Partitioned Add
this principle also applies to subtract and negate (-)
the basic principle is: the partition bits, when inverted, can actually be inserted into an (expanded) add, and, if the bit is set, it has the side-effect of "rolling through" the carry bit of the MSB from the previous partition.
this is a really neat trick, basically, that allows the use of a straight "add" (DSP in an FPGA, add in a simulator) where otherwise it would be extraordinarily complex, CPU-intensive and take up large resources.
partition: P P P (3 bits)
a : .... .... .... .... (32 bits)
b : .... .... .... .... (32 bits)
exp-a : ....P....P....P.... (32+3 bits, P=0 if no partition)
exp-b : ....0....0....0.... (32 bits plus 3 zeros)
exp-o : ....xN...xN...xN... (32+3 bits - x to be discarded)
o : .... N... N... N... (32 bits - x ignored, N is carry-over)
new version:
partition: p p p (3 bits)
carry-in : c c c c (4 bits)
C = c & P: C C C c (4 bits)
I = P=>c : I I I c (4 bits)
a : AAAA AAAA AAAA AAAA (32 bits)
b : BBBB BBBB BBBB BBBB (32 bits)
exp-a : 0AAAACAAAACAAAACAAAAc (32+3+2 bits, P=0 if no partition)
exp-b : 0BBBBIBBBBIBBBBIBBBBc (32+2 bits plus 3 zeros)
exp-o : o....oN...oN...oN...x (32+3+2 bits - x to be discarded)
o : .... N... N... N... (32 bits - x ignored, N is carry-over)
carry-out: o o o o (4 bits)
the new version
- brings in the carry-in (C) bits which, in combination with the Partition bits, are ANDed to create "C & p".
- C is positioned twice (in both A and B) intermediates, which has the effect of preserving carry-out, yet only performing a carry-over if the carry-in bit (c) is set and this is part of a partition
- o (carry-out) must be "cascaded" down to the relevant partition start-point. this can be done with a Mux-cascade.
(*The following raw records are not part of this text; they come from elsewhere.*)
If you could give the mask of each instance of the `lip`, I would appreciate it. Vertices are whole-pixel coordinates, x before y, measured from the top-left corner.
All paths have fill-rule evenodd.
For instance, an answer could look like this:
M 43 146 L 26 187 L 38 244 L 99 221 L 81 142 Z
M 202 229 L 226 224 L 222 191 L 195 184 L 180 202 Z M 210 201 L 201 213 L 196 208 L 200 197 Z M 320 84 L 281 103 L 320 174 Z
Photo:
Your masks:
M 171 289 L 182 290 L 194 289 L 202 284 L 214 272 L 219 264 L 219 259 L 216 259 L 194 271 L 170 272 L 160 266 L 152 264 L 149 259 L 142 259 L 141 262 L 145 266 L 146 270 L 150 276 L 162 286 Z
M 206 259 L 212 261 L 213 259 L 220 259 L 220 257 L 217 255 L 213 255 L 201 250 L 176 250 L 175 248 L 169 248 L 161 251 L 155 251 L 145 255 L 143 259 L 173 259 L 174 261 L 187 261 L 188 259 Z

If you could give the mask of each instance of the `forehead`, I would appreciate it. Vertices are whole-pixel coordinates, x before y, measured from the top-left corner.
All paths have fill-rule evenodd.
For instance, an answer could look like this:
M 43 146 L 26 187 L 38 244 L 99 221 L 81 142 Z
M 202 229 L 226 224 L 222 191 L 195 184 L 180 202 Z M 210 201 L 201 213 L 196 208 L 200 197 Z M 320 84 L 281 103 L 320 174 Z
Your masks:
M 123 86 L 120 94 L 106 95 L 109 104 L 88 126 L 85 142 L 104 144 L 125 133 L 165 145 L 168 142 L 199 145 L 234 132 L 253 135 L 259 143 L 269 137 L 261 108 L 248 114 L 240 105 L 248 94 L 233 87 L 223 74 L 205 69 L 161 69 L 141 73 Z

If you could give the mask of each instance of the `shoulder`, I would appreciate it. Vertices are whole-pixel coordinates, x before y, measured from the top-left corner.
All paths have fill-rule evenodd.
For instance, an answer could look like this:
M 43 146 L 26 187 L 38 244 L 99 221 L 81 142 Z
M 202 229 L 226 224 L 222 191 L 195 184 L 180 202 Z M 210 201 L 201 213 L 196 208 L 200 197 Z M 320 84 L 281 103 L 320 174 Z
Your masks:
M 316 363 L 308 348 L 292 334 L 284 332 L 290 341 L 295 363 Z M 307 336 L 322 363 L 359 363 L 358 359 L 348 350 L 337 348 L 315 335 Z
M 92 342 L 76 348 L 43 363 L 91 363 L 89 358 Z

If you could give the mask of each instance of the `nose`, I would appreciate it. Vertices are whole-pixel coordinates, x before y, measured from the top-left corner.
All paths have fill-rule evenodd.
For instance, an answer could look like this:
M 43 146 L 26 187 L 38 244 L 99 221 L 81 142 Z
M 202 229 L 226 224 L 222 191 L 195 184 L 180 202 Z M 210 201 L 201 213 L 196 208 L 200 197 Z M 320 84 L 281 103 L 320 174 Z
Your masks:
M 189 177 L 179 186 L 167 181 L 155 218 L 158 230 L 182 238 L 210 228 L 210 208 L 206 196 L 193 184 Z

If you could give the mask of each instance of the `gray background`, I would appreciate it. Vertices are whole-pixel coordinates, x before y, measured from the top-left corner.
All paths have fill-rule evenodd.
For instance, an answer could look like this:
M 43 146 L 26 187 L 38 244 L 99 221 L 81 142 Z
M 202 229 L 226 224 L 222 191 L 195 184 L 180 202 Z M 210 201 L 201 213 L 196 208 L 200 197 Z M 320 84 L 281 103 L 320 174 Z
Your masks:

carry-out-cascade example:
partition: 1 0 0 1 (4 bits)
actual : <--->|<------------>|<---> actual numbers
carryotmp: o4 o3 o2 o1 o0 (5 bits)
cascade : | | x x | o2 and o1 ignored
carry-out: o4 \-> --> o3 o0 (5 bits)
because the partitions subdivide the 5-wide input into 8-24-8, o4 is already in "both" the MSB-and-LSB position for the top 8-bit result; o3 is the carry-out for the 24-bit result and must be cascaded down to the beginning of the 24-bit partitioned result (the LSB), and o0, like o4, is already in position because the partition is only 1 wide.